Planning a funeral can be an expensive and stressful experience at a time when you may be grieving for the loss of a loved one.
Whether the person has left a list of their requirements, or you have to make arrangements based on what you think they would have wanted, organising a funeral does not have to be difficult. Keep reading for our comprehensive guide to the key issues you need to consider.
Consider the costs
Your first step is to consider how you will pay for the funeral. Does the deceased person have life insurance or savings? Is there a funeral plan, such as our Over 50s Life Insurance plan, in place?
The National Funeral Cost Index 2016, produced in association with the Institute of Cemetery and Crematorium Management, says that the average cost of a basic burial is £4,136 and of a cremation is £3,214.
These figures vary across the country, and include services of a funeral director and disbursements but not discretionary costs.
Decide if you want to use a funeral director
Funeral directors offer a wide range of services that can help. These include:
• Collecting, washing and embalming the body
• Selling ancillary services, such as a coffin, flowers, headstone etc.
• Making arrangements for burial or cremation, including paperwork
• Arranging delivery of flowers
• Taking the coffin to the funeral, engaging pallbearers and taking the chief mourners to the service.
Funerals are individual events and a funeral director will discuss your requirements to ensure you get the services that you need.
They will talk you through the local burial and cremation options and will have a knowledge of current availability of bookings at the local crematorium.
If friends or family members are willing to carry out tasks a funeral director undertakes such as completing paperwork, making arrangements with the cemetery or crematorium, and sourcing, purchasing and transporting the coffin, you can save some money.
Choose a venue and who will lead the service
Funerals can be led by anyone you choose. It doesn’t have to be a religious minister or a funeral celebrant, as a family member or friend can lead the service.
Services are often held in multi-denominational crematoria chapels, or places of worship. You may prefer another venue such as a woodland burial site or community space that better reflects the wishes and/or personality of the deceased person.
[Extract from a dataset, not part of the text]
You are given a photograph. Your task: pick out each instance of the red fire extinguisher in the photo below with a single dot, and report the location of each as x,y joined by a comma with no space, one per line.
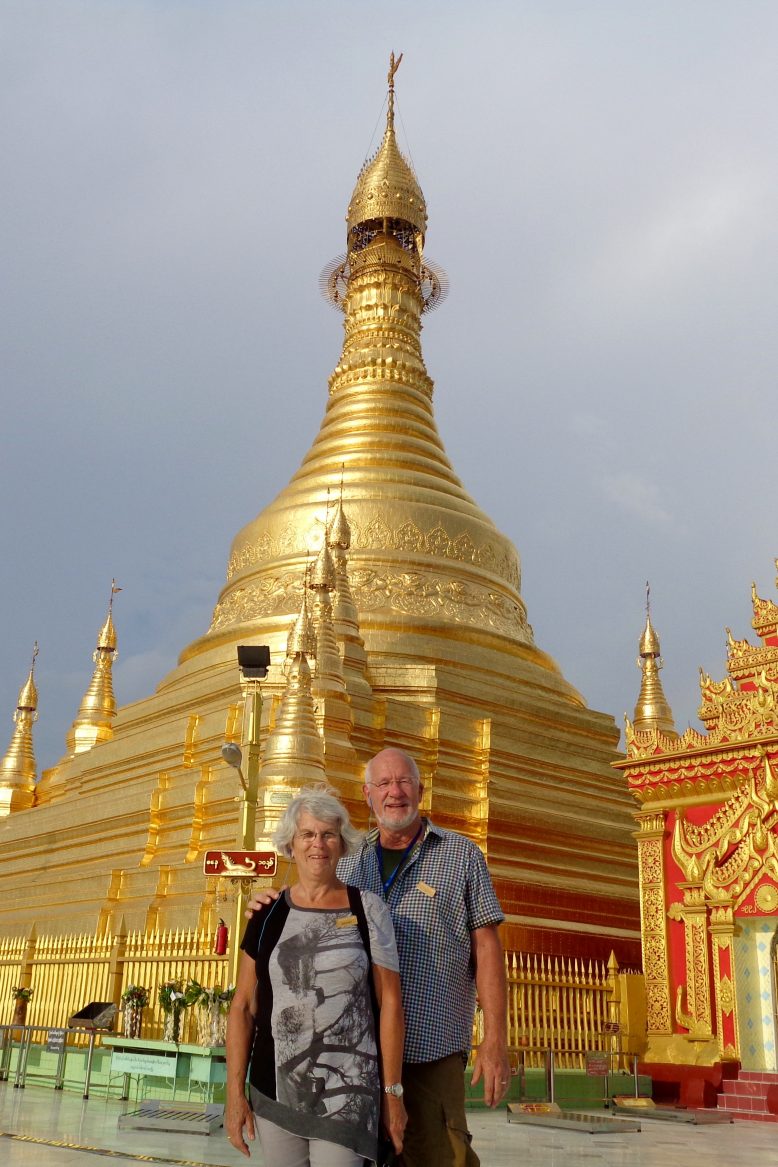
221,941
If you do choose a religious funeral, then there may be fixed guidelines for the order of service. However, many religions are flexible about what can be included in a funeral service.
Personalise the service
A funeral is frequently a celebration of someone’s life. So, it’s possible to personalise the service to reflect the personality of the person who has passed away.
You can choose:
• Music – pieces of music that the deceased person likes are often a key part of the service. You can make a playlist, or an organist or choir can perform your chosen pieces. Music is often played at the beginning and end of the service, and you can also play songs or hymns during the service with people encouraged to join in.
• Hymns – if it is a Christian funeral then hymns will often be sung by the congregation. You can also use a hymn in a non-religious service if you wish.
• Readings and poems – these are chosen for the meaning associated with the person who has passed away. Friends and family members can share their own words, passages from literature or song lyrics. At a religious service, readings may come from religious scripture.
Decide who is going to speak
While the person leading the service will often say a few words about the person who has died, other close friends and family can speak.
The style of a eulogy will depend on the person who has died and the person giving the speech. It can be sombre, or a humorous celebration of the person’s life.
While a religious minister or celebrant will address mourners with words about them, personal eulogies are also usually written and given by a close friend or family member. Services often include multiple eulogies if time permits.
Arrange a wake
After the funeral service, most ceremonies conclude with a reception or wake. This may take place immediately following a cremation, or after close family and friends attend a graveside committal.
Funeral reception venues can vary from your home to a hotel or community centre. You can organise the event yourself, or your funeral director can help arrange a location, flowers and catering.